De África me traje una leyenda, prendida en un colgante. El colgante lo adquirí en el mercado popular de artesanía de Victoria Falls. La leyenda me la contaron en un restaurante español de la villa.
   El mercado estaba fuera del circuito de tiendas del centro, donde en cambio se enclava el Lola´s, un amplio espacio regentado por un catalán y una extremeña, en cuyo menú no faltan la paella, la carne de cocodrilo o unos gusanos de mucha chicha. Desde su escenario se ofrecen espectáculos que suman la danza al canto. Al tiempo que bailaba, ya entre el público, una de las mujeres acunaba a su bebé: lo llevaba a la espalda, colgando de un rebujo, que se movía al ritmo de sus contorsiones. El pequeño estaba muy serio, con los ojos muy abiertos, y no exhalaba la menor queja.
   Al zoco acudimos en busca de nyami nyami (pronúnciese ñami ñami), un adorno que ha de pender del cuello. Es una minúscula talla en madera, que reproduce el cuerpo de un ofidio con cabeza de pez: un amuleto que habla del reencuentro y trae consigo buena suerte, y que tiene su historia y su porqué.
   Esa narración la escuchamos en el Lola´s. Zambeze arriba, se construyó una gran presa, pese a la oposición de la tribu tonga, que habitaba la zona. Antiguas consejas cuentan que una pareja de nyami nyami, dioses del inframundo, nadaba por el río todos los atardeceres. Al compás de sus movimientos, se desbordaba el agua que, al anegar las riberas, fertilizaba la tierra. Sin prestar oído a la alarma vecinal, que profetizaba grandes males si se importunaba con la obra a aquellos seres  benefactores, ésta se llevó a cabo, y su dique separó al uno del otro. Muchos males se abatieron después sobre la vecindad: hubo tormentas, inundaciones, roturas del muro de contención, muertes… Dicen que el gobierno mandó edificar una iglesia, quizás como intento de desagravio, o para aplacar no sé si a la población o a los nyami nyami, a quienes había separado.
   Compramos los colgantes en uno de los numerosos stands que se alineaban formando estrechísimas calles dentro de una nave enorme del bazar.
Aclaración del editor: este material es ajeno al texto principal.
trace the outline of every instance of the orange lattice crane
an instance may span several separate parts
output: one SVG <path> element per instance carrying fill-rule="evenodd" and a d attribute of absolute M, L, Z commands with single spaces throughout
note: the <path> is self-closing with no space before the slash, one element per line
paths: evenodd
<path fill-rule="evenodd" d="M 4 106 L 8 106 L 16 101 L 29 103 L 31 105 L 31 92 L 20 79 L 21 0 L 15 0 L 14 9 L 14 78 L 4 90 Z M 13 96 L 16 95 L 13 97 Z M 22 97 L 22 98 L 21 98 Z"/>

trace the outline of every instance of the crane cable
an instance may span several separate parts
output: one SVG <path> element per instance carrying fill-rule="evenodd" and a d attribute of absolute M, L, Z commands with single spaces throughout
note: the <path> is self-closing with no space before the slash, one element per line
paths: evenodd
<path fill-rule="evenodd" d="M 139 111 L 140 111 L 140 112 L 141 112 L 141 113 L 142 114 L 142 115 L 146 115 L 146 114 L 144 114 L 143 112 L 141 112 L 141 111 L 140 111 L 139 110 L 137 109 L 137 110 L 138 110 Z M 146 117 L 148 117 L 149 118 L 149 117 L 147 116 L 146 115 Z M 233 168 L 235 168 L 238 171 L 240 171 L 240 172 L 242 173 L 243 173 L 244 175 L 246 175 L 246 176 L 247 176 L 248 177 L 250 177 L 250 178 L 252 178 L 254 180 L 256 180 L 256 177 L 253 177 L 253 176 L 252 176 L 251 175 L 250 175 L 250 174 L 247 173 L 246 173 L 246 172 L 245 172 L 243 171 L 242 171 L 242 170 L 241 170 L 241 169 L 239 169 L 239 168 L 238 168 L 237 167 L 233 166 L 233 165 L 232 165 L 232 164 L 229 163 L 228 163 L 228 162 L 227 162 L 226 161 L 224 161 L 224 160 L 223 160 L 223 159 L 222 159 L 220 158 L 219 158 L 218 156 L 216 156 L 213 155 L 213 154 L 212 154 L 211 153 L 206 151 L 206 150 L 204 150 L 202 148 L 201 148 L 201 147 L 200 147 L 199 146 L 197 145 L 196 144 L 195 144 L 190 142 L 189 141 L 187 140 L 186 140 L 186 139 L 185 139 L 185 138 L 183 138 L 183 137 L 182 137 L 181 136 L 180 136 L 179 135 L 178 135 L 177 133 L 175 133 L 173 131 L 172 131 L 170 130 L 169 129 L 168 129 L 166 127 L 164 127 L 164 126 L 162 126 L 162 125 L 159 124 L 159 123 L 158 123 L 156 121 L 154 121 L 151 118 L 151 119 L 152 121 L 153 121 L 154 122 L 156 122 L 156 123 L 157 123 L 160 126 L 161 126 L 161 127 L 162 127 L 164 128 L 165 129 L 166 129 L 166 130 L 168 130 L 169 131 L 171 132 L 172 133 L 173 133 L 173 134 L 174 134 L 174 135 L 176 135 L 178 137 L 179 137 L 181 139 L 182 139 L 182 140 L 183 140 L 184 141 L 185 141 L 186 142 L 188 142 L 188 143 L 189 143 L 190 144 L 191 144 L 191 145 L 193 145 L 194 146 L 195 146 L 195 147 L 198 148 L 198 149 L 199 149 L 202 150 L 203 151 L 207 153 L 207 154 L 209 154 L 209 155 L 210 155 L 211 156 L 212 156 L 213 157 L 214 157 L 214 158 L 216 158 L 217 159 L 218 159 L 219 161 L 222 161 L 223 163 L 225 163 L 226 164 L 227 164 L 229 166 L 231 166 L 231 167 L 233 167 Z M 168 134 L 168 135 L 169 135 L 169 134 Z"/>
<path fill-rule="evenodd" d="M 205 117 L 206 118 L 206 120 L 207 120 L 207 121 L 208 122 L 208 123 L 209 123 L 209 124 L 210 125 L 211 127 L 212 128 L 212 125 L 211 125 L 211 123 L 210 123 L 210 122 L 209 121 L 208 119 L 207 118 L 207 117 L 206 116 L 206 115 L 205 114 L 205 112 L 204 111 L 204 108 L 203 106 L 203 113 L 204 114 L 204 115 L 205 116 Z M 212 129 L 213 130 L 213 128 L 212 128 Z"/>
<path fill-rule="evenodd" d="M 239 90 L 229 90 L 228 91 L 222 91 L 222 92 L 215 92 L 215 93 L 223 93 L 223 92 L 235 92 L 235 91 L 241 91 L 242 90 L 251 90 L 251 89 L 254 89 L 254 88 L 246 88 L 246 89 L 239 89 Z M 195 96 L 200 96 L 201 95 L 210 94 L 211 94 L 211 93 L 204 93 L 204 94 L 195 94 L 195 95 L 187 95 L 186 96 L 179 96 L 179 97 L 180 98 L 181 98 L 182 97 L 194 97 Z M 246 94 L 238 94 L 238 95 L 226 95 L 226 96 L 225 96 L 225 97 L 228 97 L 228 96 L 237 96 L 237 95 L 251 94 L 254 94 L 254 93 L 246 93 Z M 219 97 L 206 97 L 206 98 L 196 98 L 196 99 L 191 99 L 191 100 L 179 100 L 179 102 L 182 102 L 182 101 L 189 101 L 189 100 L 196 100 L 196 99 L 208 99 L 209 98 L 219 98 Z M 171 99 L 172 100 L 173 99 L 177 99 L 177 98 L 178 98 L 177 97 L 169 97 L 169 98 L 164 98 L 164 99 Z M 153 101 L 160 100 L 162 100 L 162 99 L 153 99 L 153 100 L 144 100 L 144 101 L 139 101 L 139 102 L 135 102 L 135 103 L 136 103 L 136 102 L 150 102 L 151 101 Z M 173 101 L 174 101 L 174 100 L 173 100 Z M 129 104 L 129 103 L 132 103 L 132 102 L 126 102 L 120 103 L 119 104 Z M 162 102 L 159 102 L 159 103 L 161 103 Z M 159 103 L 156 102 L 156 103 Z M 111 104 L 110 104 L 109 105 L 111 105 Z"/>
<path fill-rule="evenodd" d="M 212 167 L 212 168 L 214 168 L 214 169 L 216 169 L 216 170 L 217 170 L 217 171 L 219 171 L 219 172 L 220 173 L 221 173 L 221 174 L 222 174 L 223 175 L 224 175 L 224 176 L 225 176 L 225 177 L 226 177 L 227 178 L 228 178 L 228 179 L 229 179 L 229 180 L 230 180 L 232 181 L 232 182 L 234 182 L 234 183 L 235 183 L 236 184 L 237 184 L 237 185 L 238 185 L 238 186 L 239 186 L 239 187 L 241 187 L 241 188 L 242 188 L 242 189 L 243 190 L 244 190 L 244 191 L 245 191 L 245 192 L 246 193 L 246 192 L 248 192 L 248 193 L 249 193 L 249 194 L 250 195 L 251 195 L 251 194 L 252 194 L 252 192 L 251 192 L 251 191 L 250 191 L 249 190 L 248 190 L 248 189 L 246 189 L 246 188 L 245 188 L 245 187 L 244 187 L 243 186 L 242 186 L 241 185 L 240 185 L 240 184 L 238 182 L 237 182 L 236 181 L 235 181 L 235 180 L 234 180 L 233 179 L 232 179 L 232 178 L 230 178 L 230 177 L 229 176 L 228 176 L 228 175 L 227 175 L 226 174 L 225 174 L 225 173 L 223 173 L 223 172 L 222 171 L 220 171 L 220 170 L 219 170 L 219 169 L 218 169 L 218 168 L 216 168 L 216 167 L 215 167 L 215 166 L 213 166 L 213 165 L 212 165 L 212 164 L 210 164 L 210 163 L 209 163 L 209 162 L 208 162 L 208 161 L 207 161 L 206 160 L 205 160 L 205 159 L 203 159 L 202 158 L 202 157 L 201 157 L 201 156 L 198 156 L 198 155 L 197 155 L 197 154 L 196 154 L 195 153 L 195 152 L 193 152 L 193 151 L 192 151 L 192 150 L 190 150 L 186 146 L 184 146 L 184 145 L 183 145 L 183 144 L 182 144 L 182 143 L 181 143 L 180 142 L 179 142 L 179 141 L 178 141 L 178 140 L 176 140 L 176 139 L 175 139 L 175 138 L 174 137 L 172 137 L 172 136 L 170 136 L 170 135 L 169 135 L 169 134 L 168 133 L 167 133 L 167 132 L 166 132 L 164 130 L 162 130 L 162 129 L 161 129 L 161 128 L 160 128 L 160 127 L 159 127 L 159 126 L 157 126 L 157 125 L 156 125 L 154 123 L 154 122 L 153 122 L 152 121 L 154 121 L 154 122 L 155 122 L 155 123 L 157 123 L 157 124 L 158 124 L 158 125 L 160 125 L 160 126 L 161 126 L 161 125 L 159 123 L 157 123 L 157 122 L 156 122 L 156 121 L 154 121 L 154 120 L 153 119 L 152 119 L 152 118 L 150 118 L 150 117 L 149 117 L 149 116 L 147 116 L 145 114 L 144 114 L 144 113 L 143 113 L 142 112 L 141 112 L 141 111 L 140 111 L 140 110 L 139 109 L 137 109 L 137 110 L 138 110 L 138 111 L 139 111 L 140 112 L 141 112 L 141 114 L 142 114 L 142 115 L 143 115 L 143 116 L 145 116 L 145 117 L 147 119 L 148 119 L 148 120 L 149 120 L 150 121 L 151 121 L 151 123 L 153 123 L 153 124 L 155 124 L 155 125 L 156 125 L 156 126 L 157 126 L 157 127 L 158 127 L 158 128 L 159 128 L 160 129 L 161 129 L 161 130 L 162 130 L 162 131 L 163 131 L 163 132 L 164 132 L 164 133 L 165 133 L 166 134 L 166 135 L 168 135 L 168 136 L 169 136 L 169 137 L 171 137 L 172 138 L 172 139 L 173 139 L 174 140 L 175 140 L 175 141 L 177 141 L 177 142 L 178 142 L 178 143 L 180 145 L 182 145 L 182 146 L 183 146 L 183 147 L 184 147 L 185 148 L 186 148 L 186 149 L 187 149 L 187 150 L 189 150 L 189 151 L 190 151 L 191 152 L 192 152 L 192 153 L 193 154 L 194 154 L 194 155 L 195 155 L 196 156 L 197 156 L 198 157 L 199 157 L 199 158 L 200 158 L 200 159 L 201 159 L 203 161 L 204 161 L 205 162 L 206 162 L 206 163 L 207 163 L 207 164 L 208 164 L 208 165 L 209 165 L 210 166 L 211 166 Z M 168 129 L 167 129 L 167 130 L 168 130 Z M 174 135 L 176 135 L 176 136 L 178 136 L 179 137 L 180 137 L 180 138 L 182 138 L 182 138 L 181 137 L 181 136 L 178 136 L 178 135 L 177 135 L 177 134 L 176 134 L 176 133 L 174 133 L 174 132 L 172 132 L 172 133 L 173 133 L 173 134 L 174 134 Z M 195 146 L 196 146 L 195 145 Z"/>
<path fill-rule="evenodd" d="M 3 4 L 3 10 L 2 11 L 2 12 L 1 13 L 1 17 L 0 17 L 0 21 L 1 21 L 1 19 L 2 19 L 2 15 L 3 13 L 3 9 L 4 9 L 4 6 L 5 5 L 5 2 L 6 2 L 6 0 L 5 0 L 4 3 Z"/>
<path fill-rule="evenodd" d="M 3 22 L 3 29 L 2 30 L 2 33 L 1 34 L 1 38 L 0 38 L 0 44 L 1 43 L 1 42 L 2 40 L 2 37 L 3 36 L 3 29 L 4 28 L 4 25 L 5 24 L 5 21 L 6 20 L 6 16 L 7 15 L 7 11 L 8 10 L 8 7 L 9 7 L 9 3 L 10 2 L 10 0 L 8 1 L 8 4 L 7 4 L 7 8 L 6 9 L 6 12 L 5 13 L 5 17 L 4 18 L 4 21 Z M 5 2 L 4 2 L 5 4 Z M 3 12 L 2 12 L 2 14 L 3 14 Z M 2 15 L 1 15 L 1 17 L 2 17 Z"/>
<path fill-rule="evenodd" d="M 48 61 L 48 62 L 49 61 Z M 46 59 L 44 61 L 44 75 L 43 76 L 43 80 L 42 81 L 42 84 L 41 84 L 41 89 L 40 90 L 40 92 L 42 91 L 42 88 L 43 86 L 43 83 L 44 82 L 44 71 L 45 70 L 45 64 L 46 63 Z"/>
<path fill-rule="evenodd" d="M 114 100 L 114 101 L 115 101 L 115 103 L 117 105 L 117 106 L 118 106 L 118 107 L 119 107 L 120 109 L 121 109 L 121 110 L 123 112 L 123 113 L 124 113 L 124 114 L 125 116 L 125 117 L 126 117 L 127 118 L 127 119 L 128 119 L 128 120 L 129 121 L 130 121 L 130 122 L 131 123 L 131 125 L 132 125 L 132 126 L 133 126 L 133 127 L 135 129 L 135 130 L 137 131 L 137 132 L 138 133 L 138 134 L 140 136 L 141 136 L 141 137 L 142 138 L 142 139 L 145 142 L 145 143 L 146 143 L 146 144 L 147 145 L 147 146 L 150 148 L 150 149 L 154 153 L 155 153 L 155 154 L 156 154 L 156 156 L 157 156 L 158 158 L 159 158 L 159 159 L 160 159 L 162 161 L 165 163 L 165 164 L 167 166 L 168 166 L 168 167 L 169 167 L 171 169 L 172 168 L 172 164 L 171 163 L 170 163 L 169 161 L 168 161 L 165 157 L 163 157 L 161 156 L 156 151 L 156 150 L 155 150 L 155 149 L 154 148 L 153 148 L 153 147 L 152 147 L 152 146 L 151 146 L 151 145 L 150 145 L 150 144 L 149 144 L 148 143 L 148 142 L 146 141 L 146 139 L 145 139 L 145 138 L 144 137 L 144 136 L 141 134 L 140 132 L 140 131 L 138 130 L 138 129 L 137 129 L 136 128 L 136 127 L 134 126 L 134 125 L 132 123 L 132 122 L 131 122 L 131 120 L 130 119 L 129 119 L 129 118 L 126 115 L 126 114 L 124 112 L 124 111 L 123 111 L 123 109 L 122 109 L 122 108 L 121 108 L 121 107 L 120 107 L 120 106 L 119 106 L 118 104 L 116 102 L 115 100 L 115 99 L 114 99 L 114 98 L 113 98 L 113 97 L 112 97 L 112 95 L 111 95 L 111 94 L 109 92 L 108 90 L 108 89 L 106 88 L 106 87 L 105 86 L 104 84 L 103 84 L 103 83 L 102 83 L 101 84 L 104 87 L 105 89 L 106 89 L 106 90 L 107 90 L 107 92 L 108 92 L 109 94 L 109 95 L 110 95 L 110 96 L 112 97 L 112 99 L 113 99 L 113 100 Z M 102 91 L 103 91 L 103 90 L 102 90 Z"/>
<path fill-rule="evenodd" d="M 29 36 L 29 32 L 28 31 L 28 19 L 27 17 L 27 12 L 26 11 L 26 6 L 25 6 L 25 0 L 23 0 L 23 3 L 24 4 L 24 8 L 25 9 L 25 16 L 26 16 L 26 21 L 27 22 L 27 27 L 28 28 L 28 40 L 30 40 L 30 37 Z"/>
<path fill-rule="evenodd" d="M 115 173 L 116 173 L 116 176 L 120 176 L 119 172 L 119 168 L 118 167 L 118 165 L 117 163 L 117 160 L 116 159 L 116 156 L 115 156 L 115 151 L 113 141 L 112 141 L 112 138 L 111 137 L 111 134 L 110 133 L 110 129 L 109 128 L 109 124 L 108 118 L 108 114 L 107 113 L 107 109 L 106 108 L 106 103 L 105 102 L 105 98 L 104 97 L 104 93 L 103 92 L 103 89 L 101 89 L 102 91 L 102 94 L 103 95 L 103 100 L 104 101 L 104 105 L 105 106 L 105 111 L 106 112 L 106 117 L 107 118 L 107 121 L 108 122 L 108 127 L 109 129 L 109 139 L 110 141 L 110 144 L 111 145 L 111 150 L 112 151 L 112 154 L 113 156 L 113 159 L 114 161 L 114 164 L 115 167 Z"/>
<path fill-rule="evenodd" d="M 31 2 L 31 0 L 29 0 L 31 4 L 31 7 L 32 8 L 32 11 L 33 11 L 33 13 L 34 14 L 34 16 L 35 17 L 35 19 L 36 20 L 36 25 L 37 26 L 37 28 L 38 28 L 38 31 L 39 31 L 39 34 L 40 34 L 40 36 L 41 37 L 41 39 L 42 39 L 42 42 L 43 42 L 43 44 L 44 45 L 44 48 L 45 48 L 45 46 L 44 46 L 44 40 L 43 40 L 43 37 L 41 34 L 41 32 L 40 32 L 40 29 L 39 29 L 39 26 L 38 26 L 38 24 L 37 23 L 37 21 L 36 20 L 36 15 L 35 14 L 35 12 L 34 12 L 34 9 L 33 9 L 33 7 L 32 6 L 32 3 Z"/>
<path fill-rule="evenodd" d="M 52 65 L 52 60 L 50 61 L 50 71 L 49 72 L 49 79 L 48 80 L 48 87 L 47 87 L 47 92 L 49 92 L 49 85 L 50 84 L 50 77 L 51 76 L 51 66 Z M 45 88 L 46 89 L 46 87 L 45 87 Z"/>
En rigor, no eran calles, no las flanqueaban ni siquiera casetas, sino pequeñas parcelas acotadas en el suelo por la mercadería expuesta en cada una.
   Por si no nos fuera suficiente con la fortuna que auguraba la posesión del nyami nyami, yo quise asegurármela aún más con la adquisición de un búho, que, en mi imaginario, es pájaro asociado a la ventura. No lo había donde pregunté, pero, apenas me interesé por él, el mercado entero pareció transformarse en una sola tienda. Una algarabía de voces recorrió los puestos, bifurcándose, ramificándose, hasta llegar al último de sus rincones. Y en algún punto, no podía ser de otra manera, porque ellos necesitaban vender y yo deseaba comprar, apareció el ave. No tuve que ir a donde me indicaron que se hallaba: vino volando hacia mí, surcando el aire, de mano en mano, hasta posarse en las mías.
   Del nyami nyami me quedé con el mito y regalé la figura. El búho lo tengo conmigo, y juraría que me mira con simpatía.